Une importante manne financière délaissée : En Afrique, le secteur touristique, quoiqu’encore assez peu développé par rapport aux autres continents, représente une importante manne financière pour les Etats. Qu’il s’agisse d’emplois, de recettes financières ou de visibilité à l’international, le tourisme a, depuis plusieurs années, un impact grandissant sur les économies africaines. Ainsi, selon le Hospitality Africa Report 2019, les voyages et le tourisme en Afrique ont contribué à hauteur de 8,5 % (ou 194,2 milliards de dollars) au PIB du continent en 2018, contre 8,1 % et 7,8 % en 2017 et 2016 respectivement ; ce qui en fait l’un des principaux moteurs de la croissance de l’économie sur le continent. Ce record de croissance a fait de l’Afrique la deuxième région touristique la plus dynamique du monde, avec une croissance de 5,6 % en 2018 (après l’Asie Pacifique), contre un taux de croissance moyen mondial de 3,9 %.

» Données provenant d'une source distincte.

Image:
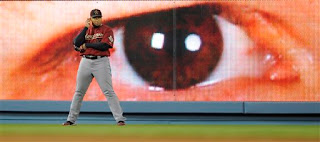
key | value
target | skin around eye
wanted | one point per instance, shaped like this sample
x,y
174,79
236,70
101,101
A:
x,y
302,16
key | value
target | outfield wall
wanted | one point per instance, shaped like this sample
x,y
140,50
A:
x,y
165,112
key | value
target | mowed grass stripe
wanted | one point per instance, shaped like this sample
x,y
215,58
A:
x,y
284,132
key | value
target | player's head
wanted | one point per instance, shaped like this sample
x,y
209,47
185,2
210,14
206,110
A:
x,y
95,16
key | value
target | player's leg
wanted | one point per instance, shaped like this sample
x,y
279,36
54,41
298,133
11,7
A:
x,y
84,78
102,73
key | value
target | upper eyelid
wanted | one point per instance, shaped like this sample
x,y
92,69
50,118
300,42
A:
x,y
118,22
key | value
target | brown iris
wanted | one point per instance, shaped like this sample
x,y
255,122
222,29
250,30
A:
x,y
173,66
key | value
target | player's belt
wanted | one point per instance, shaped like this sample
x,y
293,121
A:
x,y
92,57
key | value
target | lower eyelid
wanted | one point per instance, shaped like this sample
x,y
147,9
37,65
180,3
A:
x,y
276,39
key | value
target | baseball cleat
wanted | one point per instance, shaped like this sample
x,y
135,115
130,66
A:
x,y
121,123
68,123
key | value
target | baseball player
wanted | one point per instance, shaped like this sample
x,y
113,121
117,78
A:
x,y
93,43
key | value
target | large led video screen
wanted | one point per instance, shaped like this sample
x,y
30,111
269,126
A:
x,y
166,50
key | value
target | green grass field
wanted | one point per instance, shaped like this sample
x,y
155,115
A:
x,y
159,133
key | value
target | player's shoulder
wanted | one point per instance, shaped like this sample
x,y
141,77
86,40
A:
x,y
106,27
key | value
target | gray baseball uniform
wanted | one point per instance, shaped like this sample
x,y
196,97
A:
x,y
95,63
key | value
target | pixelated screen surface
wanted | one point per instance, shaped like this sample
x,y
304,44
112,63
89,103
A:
x,y
166,50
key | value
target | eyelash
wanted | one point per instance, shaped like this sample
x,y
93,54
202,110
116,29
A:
x,y
56,50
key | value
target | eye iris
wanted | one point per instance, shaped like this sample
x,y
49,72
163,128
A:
x,y
154,44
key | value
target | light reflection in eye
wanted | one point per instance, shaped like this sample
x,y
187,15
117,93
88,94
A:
x,y
235,61
123,71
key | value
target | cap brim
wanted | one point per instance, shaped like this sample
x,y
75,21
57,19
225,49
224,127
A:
x,y
94,16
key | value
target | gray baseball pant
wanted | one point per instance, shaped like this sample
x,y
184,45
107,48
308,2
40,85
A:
x,y
101,70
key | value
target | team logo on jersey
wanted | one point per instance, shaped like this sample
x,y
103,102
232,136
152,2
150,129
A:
x,y
95,36
110,39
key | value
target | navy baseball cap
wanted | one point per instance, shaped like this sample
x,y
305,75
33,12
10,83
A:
x,y
95,13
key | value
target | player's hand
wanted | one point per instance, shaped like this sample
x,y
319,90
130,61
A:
x,y
83,47
88,22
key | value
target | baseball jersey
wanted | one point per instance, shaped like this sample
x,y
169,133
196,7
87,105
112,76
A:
x,y
99,34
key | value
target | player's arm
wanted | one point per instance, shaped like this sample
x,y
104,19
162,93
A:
x,y
105,43
80,38
98,46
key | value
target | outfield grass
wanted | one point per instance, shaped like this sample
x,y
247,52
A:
x,y
138,133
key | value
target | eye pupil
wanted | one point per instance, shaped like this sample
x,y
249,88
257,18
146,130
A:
x,y
156,46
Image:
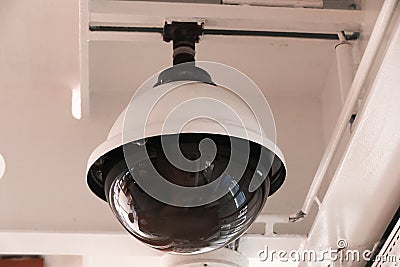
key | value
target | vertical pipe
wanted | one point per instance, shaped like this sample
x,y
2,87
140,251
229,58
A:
x,y
345,65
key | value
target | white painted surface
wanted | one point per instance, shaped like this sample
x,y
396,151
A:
x,y
62,261
44,188
2,166
364,195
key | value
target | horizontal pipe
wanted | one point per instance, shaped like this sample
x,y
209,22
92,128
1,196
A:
x,y
307,35
276,3
377,35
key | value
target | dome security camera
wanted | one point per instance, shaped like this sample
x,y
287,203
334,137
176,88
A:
x,y
188,166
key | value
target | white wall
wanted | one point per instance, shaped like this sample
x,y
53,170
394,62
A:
x,y
62,261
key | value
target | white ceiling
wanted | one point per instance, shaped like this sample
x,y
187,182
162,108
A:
x,y
46,149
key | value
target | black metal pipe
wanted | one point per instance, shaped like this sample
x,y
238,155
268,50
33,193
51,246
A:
x,y
307,35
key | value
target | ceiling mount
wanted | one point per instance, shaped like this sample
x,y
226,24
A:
x,y
184,36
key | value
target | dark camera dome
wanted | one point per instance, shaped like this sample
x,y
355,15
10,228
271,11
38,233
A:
x,y
185,230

On estime que les visiteurs internationaux ont dépensé un total de 58,5 milliards de dollars en 2018. De plus, le secteur des voyages et du tourisme a fourni directement et indirectement de l’emploi à environ 24,3 millions de personnes en 2018, ce qui représente approximativement (6,7 %) de l’emploi total sur le continent. Dans plusieurs pays comme les Seychelles, la Tunisie, Maurice, le Rwanda ou l’Ouganda, une grande partie de la population dépend du tourisme pour obtenir des revenus et les recettes touristiques renforcent les réserves en devises étrangères des Etats. Malheureusement, l’arrivée de la pandémie du coronavirus a fortement bouleversé cette tendance, qui s’observait de plus en plus dans plusieurs pays du continent. Avec la suspension des voyages internationaux et les mesures de restrictions qui ont obligé les Etats à fermer leurs sites touristiques, la Covid-19 a engendré des pertes énormes dans le domaine du tourisme. D’après l’Union africaine, 55 milliards $ de revenus touristiques et de voyages ont déjà été perdus par les pays africains en l’espace de trois mois.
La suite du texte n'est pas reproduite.